Neue Erkenntnisse im Erwachsenen- und Familienbereich
Am Samstag, den 17. 11. 2007 fand in den repräsentativen Räumen der Sparkasse Großburgwedel im Norden von Hannover ein Symposium zum Thema »ADHS bei Erwachsenen und in der Familie, alles anders?« statt. Vor nahezu 100 Personen zog Frau Dr. Neuy-Bartmann, Fachärztin für psychotherapeutische Medizin und Naturheilverfahren, im ersten Vortrag ihre Zuhörer dank ihrer mitreißenden Vortragsweise in ihren Bann.
Es grenzte an Wahrsagerei, wie die Referentin den Betroffenen einen Spiegel vorhielt und über die vielen kleinen und großen Schwierigkeiten und deren Erscheinungsformen im Alltagsleben berichtete. So zeigten spontane, zustimmende Publikumsäußerungen, wie wenig verbreitet die Kenntnisse des Erwachsenen-ADHS noch sind.

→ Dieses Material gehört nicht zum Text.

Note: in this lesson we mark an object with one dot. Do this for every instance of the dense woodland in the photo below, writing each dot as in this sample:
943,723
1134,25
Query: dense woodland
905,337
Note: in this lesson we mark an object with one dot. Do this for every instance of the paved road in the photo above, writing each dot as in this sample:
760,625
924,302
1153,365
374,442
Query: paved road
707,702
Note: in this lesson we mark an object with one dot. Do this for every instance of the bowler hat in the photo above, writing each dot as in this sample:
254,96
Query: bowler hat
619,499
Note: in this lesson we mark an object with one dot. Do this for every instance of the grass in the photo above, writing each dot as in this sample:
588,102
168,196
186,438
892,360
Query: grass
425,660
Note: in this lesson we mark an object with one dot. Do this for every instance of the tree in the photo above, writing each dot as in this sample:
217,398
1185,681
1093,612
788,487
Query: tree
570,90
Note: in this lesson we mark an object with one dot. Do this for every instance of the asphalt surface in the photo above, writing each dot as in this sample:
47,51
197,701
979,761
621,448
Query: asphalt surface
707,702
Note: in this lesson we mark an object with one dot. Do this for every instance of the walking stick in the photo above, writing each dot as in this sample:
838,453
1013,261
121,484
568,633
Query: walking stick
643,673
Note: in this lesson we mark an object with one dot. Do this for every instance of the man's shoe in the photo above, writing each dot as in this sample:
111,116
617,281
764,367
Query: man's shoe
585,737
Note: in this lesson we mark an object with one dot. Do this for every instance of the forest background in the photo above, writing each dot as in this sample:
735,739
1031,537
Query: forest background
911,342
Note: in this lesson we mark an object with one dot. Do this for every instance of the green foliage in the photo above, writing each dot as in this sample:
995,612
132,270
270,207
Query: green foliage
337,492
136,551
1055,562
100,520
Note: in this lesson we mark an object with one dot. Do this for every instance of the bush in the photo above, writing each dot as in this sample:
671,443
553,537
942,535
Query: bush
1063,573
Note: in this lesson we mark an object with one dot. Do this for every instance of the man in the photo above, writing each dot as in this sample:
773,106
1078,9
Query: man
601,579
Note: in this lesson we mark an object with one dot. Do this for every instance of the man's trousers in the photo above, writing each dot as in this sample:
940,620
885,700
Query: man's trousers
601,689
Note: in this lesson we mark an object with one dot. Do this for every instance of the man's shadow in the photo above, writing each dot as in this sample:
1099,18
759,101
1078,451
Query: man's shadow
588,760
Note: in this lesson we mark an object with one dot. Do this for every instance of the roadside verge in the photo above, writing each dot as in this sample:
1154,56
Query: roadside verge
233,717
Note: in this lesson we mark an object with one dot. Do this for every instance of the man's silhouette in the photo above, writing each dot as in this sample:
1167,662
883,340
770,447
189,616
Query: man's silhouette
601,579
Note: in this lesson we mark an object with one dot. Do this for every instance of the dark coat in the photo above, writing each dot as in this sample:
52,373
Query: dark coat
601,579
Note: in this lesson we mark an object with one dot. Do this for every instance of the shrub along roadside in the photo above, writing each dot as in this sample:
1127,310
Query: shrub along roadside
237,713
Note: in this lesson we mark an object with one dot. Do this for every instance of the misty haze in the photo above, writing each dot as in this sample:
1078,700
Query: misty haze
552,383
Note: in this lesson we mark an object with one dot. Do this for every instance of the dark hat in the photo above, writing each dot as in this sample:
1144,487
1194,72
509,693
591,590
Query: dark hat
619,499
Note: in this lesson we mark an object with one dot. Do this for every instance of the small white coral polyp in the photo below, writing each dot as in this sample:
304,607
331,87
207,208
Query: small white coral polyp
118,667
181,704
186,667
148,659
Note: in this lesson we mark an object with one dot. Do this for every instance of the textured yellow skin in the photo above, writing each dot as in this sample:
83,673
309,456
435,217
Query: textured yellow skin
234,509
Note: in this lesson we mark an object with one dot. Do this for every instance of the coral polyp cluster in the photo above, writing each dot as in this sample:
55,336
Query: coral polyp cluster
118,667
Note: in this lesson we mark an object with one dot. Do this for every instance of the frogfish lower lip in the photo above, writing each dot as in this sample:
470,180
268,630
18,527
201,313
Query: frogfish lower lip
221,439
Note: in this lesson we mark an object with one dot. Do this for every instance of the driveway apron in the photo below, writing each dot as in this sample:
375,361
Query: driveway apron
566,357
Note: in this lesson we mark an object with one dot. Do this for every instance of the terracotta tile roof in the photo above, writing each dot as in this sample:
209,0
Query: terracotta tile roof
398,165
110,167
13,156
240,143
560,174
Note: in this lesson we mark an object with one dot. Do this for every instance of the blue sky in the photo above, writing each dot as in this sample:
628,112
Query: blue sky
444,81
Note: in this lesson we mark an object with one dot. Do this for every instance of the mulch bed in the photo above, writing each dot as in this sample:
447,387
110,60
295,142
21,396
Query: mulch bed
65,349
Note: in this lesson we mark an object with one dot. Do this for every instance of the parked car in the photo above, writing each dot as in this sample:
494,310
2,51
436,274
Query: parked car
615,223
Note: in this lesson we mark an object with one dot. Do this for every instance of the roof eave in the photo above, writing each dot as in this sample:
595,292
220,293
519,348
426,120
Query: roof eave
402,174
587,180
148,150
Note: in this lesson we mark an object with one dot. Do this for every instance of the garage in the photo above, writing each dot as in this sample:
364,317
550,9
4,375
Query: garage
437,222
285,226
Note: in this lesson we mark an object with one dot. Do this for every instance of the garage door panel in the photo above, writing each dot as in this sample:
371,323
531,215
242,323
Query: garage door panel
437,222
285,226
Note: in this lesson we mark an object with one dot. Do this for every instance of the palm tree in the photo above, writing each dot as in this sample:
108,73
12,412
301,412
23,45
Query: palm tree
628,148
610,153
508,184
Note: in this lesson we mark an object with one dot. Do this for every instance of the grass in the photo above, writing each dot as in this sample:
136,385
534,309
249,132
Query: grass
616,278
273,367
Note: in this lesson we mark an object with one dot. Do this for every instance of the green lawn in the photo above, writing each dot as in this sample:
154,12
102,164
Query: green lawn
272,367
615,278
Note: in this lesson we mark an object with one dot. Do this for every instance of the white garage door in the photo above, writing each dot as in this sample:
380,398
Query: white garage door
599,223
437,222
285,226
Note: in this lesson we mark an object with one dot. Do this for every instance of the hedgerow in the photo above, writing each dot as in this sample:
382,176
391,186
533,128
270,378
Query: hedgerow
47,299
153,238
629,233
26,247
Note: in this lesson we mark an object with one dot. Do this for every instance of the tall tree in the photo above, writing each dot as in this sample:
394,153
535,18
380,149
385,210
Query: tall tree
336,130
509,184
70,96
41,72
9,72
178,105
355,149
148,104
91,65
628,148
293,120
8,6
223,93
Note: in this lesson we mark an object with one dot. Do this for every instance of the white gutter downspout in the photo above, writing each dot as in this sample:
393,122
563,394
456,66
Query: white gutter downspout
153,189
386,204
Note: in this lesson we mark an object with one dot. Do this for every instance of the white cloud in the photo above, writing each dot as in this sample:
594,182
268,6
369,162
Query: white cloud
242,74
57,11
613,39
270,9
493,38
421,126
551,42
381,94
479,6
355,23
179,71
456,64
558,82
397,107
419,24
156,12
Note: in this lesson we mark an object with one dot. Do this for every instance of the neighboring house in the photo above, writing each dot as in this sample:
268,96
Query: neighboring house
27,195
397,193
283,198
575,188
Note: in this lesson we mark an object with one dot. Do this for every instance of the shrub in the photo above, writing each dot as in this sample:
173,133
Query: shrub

Sie berichtete von neuen Forschungsergebnissen zum Thema ADHS: Langsam setze sich die Erkenntnis durch, dass ADHS im Erwachsenenalter bei einem Teil der Betroffenen erhalten bleibt und sich nicht »auswächst«, wie bisher angenommen. Das Bild des »Hyperaktiven« oder »Träumers« wandele sich hier zum »betroffenen Erwachsenen«. Psychische Erkrankungen Erwachsener wie Depressionen, Süchte, »Burn-out-Syndrom« oder auch Essstörungen sollten daher immer auch auf ein möglicherweise zugrunde liegendes ADHS untersucht werden. Eine Therapie solcher Störungen sei bei ADHS’lern erst dann effektiv, wenn neben der Störung auch das ADHS behandelt wird. Die gesellschaftliche Auswirkung dieses Themas lasse sich am besten daran zeigen, dass z. B. mehr als ein Drittel der Drogensüchtigen ein unerkanntes ADHS hätten.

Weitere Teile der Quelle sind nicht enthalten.